When I put approximately 180GB of data to transfer, the drive copied solidly at around 30MB/s for between 60-90 minutes then crashed out, freezing up and then vanishing from 'My Computer'. The case was extremely hot, and the hard drive subsequently refused to work. I gave it the night to cool down and tried it in the morning. No luck - the hard drive refused to work on three different machines - although the front LED lights switch on when the power and USB cables are plugged in, the drive fails to spin up. When listening closely, you can hear the drive repeatedly try to start up, but all three computers have failed to recognise its existence. A colleague is adamant that this failure can be attributed to the drive overheating and becoming damaged. He's also claimed this is, unfortunately, irreversible.
I have since returned this drive to the retailer for a refund and ordered a Freeagent Pro 1TB drive (I wanted the SATA connectivity as well). What I'd like to know is: is there a limit I should copy across before giving the drive a chance to cool down? If it's the sheer speed of transfer (although I wouldn't have expected this), is it worth using the SATA connection sparingly and only copying across, say, 40GB at a time before giving the drive a break?
Sorry if this is a stupid question, but returning broken hardware is always a pain in the neck, and I'd rather not have to go through this again! I'd have thought a terabyte drive would have been capable of transfering very large quantities of data non-stop - am I wrong in this?
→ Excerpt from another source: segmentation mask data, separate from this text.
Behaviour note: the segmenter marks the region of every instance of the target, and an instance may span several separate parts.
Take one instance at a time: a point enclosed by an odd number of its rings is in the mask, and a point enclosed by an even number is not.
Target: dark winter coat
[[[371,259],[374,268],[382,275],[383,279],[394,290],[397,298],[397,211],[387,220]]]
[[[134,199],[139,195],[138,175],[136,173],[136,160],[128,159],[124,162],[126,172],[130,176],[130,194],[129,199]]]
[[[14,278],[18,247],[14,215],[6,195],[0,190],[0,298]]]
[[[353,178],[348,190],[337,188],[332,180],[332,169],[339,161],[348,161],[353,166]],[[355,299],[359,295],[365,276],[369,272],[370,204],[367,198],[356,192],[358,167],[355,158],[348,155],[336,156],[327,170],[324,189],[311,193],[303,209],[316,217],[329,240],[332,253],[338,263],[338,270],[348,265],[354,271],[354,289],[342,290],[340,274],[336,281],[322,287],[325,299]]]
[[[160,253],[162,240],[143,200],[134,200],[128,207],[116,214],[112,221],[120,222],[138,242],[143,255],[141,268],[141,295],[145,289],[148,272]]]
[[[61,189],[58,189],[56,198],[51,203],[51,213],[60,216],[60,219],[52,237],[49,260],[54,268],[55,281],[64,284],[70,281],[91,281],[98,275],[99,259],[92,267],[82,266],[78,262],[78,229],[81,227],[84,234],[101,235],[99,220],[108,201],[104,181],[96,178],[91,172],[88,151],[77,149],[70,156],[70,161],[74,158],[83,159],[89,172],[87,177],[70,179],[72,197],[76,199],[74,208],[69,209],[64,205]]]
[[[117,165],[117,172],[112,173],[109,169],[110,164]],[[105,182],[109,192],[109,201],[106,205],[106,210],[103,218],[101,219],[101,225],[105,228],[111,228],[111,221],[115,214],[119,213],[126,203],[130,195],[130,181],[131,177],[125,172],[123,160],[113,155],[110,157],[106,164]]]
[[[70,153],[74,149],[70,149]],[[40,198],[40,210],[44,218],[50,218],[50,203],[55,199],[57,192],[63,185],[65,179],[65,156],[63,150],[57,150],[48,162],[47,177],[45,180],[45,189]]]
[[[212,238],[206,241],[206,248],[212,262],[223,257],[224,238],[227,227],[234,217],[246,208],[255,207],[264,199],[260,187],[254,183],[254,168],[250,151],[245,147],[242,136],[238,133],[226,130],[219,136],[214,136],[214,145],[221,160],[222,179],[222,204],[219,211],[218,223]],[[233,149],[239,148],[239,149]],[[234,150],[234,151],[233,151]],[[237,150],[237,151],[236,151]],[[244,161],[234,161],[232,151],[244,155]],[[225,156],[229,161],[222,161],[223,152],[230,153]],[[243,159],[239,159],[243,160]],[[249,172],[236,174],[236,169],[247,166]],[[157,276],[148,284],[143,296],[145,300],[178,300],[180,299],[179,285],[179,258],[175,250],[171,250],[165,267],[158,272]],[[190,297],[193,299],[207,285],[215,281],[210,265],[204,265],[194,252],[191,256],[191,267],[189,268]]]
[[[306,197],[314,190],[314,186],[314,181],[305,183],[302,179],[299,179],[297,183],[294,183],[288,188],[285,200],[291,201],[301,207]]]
There seems to be a failure rate of these in days (like most electronics) right out of the box. Returns are a problems, expecially if you mail ordered them. There are other questions in this forum on how hot these should get. Make sure they have ventilation and I would stand them upright, creating an air tunnel through the case. I installed a small PC fan in my Maxtor OT4. Now it's much cooler at the base. I just think it was not built right and toasted. I have another Maxtor that was running scandisk for hours with no problem. I've seen many other external cases made by other companies, a few with fans built into the case.